Equifax Responds to FICO’s ‘Aggressive’ Pricing By Cutting VantageScore 4.0 Cost to $4.50

ATLANTA–Equifax has announced it will be offering VantageScore 4.0 mortgage credit scores at more than a 50% reduction from FICO 2026 prices (or $4.50) through the end of 2027.
In addition, Equifax said it will offer free VantageScore 4.0 credit scores to all Equifax customers in mortgage, automotive, card, and consumer finance who purchase FICO scores for the remainder of 2025 and throughout 2026.

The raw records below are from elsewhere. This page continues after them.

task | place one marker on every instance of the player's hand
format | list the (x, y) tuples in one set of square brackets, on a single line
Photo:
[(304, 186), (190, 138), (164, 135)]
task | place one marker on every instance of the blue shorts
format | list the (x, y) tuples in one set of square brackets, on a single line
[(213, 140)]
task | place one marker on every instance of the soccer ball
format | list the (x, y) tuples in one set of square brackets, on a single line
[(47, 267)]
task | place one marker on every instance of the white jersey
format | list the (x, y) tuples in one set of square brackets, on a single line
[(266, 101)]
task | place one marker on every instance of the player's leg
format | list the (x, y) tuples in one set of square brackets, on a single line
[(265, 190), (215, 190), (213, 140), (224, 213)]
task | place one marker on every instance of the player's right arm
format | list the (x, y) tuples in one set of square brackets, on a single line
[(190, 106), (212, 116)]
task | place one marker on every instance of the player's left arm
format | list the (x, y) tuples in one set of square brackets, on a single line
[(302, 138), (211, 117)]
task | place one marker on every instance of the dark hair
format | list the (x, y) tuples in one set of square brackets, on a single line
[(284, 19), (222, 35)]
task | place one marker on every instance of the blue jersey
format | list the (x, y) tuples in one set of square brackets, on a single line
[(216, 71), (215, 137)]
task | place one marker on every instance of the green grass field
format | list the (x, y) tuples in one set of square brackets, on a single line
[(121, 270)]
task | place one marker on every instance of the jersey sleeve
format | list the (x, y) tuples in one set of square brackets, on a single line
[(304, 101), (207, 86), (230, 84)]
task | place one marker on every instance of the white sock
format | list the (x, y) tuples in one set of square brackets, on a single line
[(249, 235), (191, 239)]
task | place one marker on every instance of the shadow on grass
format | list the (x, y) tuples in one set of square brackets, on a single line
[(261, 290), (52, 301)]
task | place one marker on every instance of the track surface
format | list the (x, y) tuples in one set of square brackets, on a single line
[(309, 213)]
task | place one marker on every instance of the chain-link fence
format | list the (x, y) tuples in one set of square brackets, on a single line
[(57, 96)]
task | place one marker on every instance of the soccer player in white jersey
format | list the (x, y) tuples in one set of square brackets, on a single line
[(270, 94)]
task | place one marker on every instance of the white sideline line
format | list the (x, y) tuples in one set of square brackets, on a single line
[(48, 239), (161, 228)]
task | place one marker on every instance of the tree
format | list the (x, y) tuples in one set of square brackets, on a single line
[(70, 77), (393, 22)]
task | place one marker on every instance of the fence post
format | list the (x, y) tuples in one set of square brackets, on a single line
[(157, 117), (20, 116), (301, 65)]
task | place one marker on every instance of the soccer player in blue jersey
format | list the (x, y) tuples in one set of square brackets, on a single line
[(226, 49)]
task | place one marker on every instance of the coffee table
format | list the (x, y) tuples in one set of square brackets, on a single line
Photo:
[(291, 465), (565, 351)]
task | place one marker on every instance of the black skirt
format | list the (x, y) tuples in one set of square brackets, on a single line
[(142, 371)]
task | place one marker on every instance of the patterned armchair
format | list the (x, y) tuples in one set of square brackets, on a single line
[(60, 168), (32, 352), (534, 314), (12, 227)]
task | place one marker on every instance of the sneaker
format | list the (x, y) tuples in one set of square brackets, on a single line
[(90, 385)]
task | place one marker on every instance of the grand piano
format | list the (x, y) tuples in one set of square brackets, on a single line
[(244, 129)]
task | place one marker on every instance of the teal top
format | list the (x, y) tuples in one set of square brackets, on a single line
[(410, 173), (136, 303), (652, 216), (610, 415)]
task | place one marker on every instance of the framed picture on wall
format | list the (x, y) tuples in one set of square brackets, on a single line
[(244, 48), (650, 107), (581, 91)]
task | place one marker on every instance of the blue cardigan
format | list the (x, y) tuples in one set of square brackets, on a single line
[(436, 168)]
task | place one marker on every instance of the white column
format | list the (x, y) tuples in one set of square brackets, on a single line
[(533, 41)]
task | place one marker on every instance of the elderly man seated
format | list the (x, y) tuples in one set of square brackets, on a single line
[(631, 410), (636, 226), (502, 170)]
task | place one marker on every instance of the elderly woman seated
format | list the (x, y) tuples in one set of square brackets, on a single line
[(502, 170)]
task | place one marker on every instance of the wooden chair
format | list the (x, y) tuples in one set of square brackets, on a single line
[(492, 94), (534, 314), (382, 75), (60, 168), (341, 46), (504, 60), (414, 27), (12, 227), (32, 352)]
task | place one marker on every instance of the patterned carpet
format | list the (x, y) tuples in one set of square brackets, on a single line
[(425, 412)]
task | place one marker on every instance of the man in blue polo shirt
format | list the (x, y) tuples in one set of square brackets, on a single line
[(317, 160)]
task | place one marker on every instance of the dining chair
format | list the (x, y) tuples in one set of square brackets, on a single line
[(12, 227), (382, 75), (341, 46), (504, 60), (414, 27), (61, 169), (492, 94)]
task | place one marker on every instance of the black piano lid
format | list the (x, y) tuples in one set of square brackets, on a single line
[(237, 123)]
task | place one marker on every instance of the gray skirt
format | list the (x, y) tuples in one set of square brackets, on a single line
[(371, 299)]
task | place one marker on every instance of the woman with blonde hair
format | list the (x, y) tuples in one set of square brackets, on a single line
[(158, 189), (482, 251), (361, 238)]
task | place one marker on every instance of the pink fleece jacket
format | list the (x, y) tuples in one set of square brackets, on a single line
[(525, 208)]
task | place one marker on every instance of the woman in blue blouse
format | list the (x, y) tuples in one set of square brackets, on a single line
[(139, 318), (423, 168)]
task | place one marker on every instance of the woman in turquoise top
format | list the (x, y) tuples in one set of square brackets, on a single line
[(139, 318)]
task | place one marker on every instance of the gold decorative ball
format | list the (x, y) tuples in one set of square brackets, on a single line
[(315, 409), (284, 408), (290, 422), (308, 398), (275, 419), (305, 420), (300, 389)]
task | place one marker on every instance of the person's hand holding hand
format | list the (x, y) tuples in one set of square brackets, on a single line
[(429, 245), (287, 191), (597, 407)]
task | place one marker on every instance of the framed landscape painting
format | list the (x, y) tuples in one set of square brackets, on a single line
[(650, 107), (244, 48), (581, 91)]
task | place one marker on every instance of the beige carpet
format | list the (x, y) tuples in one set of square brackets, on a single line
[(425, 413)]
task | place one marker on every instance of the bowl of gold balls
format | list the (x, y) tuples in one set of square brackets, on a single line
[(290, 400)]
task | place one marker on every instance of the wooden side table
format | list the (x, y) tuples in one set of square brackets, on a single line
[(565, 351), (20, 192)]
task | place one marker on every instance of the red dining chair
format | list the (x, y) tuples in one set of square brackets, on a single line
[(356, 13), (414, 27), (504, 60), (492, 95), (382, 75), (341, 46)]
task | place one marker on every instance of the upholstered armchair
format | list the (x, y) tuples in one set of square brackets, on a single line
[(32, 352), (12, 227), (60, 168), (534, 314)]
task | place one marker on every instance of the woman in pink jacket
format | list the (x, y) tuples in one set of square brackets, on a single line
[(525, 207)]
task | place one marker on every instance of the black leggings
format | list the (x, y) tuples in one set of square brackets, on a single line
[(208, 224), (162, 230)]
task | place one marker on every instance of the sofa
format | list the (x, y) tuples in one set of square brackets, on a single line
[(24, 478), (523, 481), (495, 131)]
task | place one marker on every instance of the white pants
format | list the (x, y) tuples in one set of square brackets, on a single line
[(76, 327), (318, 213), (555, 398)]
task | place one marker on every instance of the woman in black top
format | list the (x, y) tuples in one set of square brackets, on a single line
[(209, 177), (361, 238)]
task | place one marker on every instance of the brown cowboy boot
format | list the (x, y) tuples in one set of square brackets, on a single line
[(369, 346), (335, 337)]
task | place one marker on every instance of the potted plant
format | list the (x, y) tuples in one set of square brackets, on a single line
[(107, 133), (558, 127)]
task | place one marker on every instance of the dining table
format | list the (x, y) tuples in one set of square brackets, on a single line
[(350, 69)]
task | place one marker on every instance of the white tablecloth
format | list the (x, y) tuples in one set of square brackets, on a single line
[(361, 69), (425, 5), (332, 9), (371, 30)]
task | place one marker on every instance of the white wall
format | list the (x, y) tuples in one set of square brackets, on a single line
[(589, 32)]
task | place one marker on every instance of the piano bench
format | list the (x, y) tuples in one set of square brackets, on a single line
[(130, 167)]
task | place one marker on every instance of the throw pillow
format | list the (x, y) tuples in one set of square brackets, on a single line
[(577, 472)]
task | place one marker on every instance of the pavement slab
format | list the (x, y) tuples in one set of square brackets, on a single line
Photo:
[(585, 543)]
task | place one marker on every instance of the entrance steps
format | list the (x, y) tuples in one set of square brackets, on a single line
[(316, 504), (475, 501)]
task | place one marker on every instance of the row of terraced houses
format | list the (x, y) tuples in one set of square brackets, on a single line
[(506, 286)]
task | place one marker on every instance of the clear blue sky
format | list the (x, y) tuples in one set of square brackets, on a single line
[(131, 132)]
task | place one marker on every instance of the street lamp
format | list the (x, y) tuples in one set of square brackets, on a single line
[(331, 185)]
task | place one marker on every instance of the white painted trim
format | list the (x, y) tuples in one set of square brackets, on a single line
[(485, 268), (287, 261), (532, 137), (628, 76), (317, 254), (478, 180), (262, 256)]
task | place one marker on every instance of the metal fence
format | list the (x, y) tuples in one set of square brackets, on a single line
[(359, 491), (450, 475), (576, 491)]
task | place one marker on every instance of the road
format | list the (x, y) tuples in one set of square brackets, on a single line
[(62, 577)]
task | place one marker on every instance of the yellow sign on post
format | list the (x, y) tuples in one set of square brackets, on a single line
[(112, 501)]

Equifax’s reduction in VantageScore 4.0 pricing follows to last week’s move by FICO with the launch of its FICO Mortgage Direct License Program, which allows tri-merge resellers the option to calculate and distribute FICO scores directly to their customers.

‘Aggressive Pricing’
“Equifax plays an essential role in the financial lives of consumers and the mortgage industry, and we take that responsibility very seriously—particularly in the most challenging mortgage and housing market in 20 years,” Equifax CEO Mark W. Begor said in a statement. “We support Federal Housing Finance Agency Director Pulte’s decision in July to end the 30-year FICO scoring monopoly in the mortgage industry, and believe that the best way to drive change in the marketplace, and to lower costs for consumers and our customers, is through open competition. Equifax is supporting U.S. consumers and our mortgage customers with 2026 VantageScore 4.0 pricing at over 50% below FICO’s aggressive 2026 $10 pricing. We are committed to holding the $4.50 score pricing for two years to give lenders the confidence they need to convert to the higher-performing VantageScore.”

About Trended Data
Equifax noted its VantageScore 4.0 utilizes trended and alternative data—including rental, utilities and telecommunications payment histories—to enhance the assessment of creditworthiness.
“Trended credit data reflects changes in credit data over time, instead of relying on static, point-in-time credit history records leveraged by conventional FICO credit scores,” the company said. “These deeper insights have proven to provide a 20% lift in originations without adding incremental risk—thus enabling greater mainstream financial opportunities.”